As she entered the Archaeological Offices she heard his voice.
‘So-you are the swimmer!’ A broad-chested man in his late forties was approaching her casually, with his hand out. She hoped this wasn’t Mr. Sarath Diyasena, but it was.
‘The swimming was a long time ago.’
‘Still… I may have seen you at Mount Lavinia.’
‘How?’
‘I went to school at St. Thomas ’s. Right there. Of course I’m a bit older than you are.’
‘Mr. Diyasena… let’s not mention swimming again, okay? A lot of blood under the bridge since then.’

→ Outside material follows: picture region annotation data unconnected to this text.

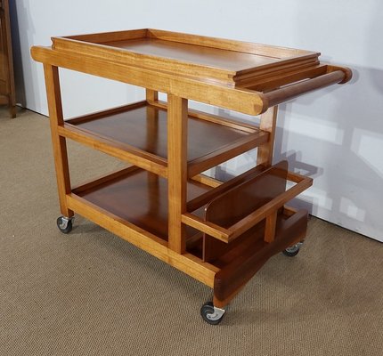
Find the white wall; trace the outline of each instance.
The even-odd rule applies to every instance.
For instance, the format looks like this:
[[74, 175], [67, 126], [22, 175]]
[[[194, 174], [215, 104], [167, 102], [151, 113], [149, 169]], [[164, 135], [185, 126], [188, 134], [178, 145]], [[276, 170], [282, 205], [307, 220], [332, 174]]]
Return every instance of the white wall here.
[[[32, 44], [50, 36], [154, 28], [322, 52], [349, 66], [350, 85], [281, 105], [275, 160], [314, 178], [297, 204], [383, 240], [383, 3], [381, 0], [16, 0], [12, 8], [20, 101], [46, 114], [42, 66]], [[142, 89], [65, 71], [65, 113], [132, 101]], [[254, 160], [246, 155], [230, 169]]]

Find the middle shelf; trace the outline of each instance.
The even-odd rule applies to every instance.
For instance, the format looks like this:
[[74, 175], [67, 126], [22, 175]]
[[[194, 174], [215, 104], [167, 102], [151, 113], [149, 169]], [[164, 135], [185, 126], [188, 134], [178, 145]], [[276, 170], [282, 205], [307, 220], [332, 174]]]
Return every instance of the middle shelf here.
[[[167, 176], [167, 112], [146, 101], [65, 121], [59, 134]], [[249, 151], [269, 134], [217, 116], [189, 110], [188, 176]]]

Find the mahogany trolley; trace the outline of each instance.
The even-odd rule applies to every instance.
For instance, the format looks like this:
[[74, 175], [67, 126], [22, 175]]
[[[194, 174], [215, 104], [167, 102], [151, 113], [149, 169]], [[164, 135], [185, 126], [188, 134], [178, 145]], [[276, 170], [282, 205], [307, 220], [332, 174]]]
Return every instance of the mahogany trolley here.
[[[272, 166], [278, 104], [346, 83], [350, 69], [314, 52], [157, 29], [52, 41], [31, 53], [45, 69], [59, 229], [69, 232], [77, 213], [211, 287], [200, 312], [219, 323], [262, 265], [297, 255], [306, 236], [307, 212], [286, 204], [312, 179], [285, 161]], [[59, 68], [144, 87], [146, 99], [64, 121]], [[260, 124], [189, 109], [189, 100], [260, 115]], [[131, 166], [72, 187], [67, 139]], [[202, 174], [255, 148], [252, 169], [224, 182]]]

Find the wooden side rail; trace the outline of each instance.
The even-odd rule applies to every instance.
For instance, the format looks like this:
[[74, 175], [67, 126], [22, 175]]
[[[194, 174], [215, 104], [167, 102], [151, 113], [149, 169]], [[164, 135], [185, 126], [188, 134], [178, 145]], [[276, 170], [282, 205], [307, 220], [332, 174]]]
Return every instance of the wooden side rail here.
[[316, 89], [324, 88], [337, 83], [342, 83], [349, 79], [347, 73], [343, 70], [335, 70], [322, 76], [292, 84], [280, 89], [264, 93], [267, 107], [271, 108], [281, 102], [288, 101], [301, 94]]
[[288, 172], [287, 180], [296, 184], [228, 228], [224, 228], [217, 223], [205, 221], [191, 213], [183, 214], [182, 215], [182, 222], [212, 238], [230, 243], [262, 220], [275, 214], [278, 209], [281, 208], [288, 201], [313, 184], [312, 178], [305, 177], [292, 172]]
[[233, 260], [216, 273], [214, 279], [215, 305], [226, 305], [265, 263], [273, 255], [305, 239], [307, 212], [299, 210], [286, 221], [281, 221], [273, 243], [259, 241], [245, 252], [240, 251]]
[[240, 220], [228, 229], [229, 241], [231, 242], [240, 236], [242, 233], [257, 225], [267, 216], [274, 214], [279, 208], [282, 207], [288, 201], [297, 197], [313, 184], [313, 179], [300, 174], [289, 172], [288, 180], [297, 184], [287, 190], [282, 194], [274, 198], [263, 206], [257, 209], [254, 213]]

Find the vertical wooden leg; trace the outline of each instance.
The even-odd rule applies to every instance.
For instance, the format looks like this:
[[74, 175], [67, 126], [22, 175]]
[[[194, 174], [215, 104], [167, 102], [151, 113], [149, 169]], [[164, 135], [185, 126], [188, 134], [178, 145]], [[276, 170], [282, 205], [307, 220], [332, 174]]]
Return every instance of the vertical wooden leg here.
[[265, 241], [273, 242], [275, 237], [275, 229], [277, 224], [278, 210], [272, 213], [266, 217], [266, 224], [265, 227]]
[[261, 115], [260, 129], [270, 134], [269, 141], [258, 147], [257, 165], [271, 166], [273, 162], [273, 151], [274, 149], [275, 128], [278, 116], [278, 106], [270, 108]]
[[181, 214], [186, 212], [187, 100], [167, 97], [168, 247], [178, 254], [186, 249]]
[[159, 101], [159, 92], [151, 89], [146, 89], [146, 101], [150, 104]]
[[60, 93], [59, 70], [57, 67], [44, 65], [46, 96], [48, 99], [49, 118], [51, 122], [52, 143], [53, 146], [56, 168], [57, 188], [60, 209], [66, 217], [72, 217], [73, 211], [68, 208], [66, 194], [70, 193], [70, 179], [68, 166], [67, 144], [65, 138], [59, 135], [58, 126], [63, 125], [61, 96]]

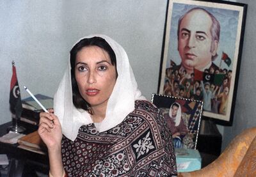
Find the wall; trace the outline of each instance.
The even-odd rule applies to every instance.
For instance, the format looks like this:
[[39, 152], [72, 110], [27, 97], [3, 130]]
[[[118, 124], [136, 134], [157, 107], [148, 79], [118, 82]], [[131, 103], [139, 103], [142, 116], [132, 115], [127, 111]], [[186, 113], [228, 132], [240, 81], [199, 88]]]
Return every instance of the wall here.
[[250, 0], [236, 1], [248, 4], [247, 18], [234, 123], [232, 127], [224, 127], [223, 150], [243, 130], [256, 126], [255, 112], [256, 93], [254, 91], [256, 90], [256, 60], [255, 59], [256, 1]]
[[106, 34], [126, 50], [138, 86], [150, 100], [157, 91], [166, 1], [80, 0], [0, 1], [0, 124], [9, 111], [12, 61], [22, 98], [53, 96], [68, 52], [79, 38]]

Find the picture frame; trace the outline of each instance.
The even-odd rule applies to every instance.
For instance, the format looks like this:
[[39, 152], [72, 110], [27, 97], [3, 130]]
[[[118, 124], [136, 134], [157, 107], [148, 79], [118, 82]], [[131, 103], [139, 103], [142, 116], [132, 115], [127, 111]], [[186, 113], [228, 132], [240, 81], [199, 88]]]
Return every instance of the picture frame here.
[[196, 150], [203, 102], [153, 93], [151, 102], [163, 113], [175, 148]]
[[157, 93], [203, 100], [203, 118], [231, 126], [246, 11], [247, 4], [230, 1], [169, 1]]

‘Right. Right,’ he said in a drawl she would become familiar with, a precise and time-stalling mannerism in him. It was like the Asian Nod, which included in its almost circular movement the possibility of a no. Sarath Diyasena’s ‘Right,’ spoken twice, was an official and hesitant agreement for courtesy’s sake but included the suggestion that things were on hold.
She smiled at him, wanting to get over the fact that they had managed to clash in their first few sentences. ‘A true pleasure to meet you. I’ve read several of your papers.’
‘Of course I’m in the wrong era for you. But I know most of the locations at least…’
‘Do you think we can get a breakfast?’ she asked as they walked towards his car.